The State of Texas carried out its execution of Jose Ernesto Medellin late Tuesday night. It did so following the Supreme Court’s denial of a stay, 5-4. The split is unsurprising, with the majority focused (accurately I suspect) on the fact that a legislative fix was unlikely, and reading DOJ’s silence on the stay request as consistent with a larger pattern of Executive hostility to the ICJ ruling itself. In terms of dissents, Justice Stevens moved from concurring in the original Medellin decision to dissenting on this one, having wanted to require the reluctant Solicitor General’s Office to provide views (the other dissenters echoed the call for paper from the S.G.). Separately, I was disappointed to see the majority did little to qualify the confusion its Medellin decision caused over the domestic legal status of U.S. treaties. The Majority simply noted that the treaty does “not itself have the force and effect of domestic law sufficient to set aside the judgement or ensuing sentence.” That still leaves me wondering whether the court’s denial of domestic law status to non-self executing treaties means that they are not domestic law in any sense or only that they’re not judicially enforceable domestic law.

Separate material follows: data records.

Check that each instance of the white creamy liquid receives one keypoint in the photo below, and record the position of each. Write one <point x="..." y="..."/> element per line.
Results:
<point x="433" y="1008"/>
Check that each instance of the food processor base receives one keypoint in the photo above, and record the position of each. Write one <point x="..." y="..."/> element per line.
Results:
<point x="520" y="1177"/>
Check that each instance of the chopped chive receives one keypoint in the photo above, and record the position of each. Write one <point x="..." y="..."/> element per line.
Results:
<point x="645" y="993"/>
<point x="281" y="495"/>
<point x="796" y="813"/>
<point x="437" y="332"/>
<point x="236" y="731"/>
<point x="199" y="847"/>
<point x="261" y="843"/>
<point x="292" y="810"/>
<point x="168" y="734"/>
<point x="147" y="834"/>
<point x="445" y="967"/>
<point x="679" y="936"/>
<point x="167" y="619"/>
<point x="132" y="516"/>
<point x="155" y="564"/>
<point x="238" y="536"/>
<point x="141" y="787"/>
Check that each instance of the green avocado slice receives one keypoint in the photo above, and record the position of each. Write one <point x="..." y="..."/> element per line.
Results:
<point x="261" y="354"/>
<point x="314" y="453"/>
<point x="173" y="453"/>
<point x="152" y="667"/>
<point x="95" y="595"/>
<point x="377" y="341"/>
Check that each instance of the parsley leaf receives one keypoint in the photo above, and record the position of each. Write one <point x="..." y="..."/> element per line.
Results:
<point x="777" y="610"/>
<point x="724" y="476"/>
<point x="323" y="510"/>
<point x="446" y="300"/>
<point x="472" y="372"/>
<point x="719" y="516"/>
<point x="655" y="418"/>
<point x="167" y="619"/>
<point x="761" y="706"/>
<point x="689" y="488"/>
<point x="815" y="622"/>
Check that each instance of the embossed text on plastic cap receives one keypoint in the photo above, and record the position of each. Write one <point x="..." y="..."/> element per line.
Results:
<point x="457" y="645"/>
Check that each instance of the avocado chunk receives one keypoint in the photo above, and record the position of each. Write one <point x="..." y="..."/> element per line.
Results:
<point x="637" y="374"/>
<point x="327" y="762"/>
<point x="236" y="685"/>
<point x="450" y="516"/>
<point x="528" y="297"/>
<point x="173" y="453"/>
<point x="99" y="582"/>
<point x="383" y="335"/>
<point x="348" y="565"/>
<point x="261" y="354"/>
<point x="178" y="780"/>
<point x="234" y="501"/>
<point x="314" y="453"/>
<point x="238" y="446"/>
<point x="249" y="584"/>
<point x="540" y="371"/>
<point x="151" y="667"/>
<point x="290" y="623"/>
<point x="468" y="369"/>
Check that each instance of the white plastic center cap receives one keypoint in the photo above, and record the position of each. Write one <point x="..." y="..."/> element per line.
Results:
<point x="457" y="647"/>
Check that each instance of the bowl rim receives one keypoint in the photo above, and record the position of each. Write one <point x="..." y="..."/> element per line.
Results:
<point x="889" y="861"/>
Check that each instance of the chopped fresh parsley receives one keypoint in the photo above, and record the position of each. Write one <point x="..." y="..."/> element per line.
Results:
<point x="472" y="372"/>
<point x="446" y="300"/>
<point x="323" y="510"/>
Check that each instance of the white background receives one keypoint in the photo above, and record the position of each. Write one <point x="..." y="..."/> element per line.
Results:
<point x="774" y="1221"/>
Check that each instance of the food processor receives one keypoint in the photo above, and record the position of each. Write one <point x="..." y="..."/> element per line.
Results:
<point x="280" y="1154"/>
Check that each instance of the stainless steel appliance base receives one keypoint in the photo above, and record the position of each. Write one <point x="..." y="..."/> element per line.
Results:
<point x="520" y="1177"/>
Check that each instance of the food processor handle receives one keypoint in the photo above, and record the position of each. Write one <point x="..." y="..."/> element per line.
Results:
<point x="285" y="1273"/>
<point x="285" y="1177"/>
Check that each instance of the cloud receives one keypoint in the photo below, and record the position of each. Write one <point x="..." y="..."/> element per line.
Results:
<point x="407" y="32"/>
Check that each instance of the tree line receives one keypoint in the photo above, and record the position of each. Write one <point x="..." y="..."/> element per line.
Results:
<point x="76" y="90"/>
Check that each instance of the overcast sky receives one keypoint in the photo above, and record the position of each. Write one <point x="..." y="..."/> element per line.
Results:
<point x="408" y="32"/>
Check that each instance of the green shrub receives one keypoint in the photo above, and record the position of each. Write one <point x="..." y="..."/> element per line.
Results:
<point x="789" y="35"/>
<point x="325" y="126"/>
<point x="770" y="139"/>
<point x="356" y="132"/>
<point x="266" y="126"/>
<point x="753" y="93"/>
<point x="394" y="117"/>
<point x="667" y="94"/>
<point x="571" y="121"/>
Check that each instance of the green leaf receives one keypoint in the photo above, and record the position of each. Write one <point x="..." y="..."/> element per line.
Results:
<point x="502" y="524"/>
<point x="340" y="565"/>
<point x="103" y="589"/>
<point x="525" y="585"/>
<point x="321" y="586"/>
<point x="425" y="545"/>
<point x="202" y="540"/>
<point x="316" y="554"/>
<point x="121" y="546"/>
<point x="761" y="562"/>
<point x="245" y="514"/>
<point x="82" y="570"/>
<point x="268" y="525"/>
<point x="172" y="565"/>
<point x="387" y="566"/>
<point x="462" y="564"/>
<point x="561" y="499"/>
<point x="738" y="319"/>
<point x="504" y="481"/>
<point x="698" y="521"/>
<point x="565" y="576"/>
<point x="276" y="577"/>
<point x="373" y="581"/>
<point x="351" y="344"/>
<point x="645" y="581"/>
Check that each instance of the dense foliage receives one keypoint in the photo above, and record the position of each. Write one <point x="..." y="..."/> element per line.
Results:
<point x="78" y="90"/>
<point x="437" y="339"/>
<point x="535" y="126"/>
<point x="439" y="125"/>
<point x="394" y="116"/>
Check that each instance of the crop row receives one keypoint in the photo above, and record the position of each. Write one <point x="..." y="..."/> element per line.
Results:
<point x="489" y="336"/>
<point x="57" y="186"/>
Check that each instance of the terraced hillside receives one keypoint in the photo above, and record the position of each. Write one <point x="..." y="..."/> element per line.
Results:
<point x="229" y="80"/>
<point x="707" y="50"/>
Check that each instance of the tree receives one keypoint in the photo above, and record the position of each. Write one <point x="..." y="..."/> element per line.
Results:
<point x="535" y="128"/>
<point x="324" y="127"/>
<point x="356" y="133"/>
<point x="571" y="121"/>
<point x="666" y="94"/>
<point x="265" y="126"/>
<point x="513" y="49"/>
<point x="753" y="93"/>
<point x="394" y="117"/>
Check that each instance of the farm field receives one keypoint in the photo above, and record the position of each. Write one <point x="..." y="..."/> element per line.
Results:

So, now what? The United States has breached its obligation to comply with the ICJ’s Avena decision (not to mention the more recent provisional measures order). But what exactly will that mean here? Can Mexico now legally engage in reprisals or retorsion against the United States or (to take up Peter Spiro’s idea of targeted retaliation) against Texas specifically? Even if it can, will it do so? To date, Mexico has appeared content to employ the ICJ to amplify its rhetorical opposition to its citizens’ fate. As yet, it’s taken few concrete actions to actually force a change in the U.S. position (i.e., doubling the time it takes US trucks to cross the border; suspending mutual legal assistance or extradition with the United States, etc.).
Moreover, unlike the earlier death penalty cases (e.g., Angel Breard) the Avena decision is not mooted by today’s execution. It covers dozens more Mexicans on death row in the United States. I suspect that means even if Mexico maintains its current rhetorical strategy, the issue is not going away. I wonder though whether each pending execution will generate a new round of maneuvering by all sides, or if, as Julian suggests, Texas will lead the way into finding some compromise to make sure we don’t have to do this 50 more times?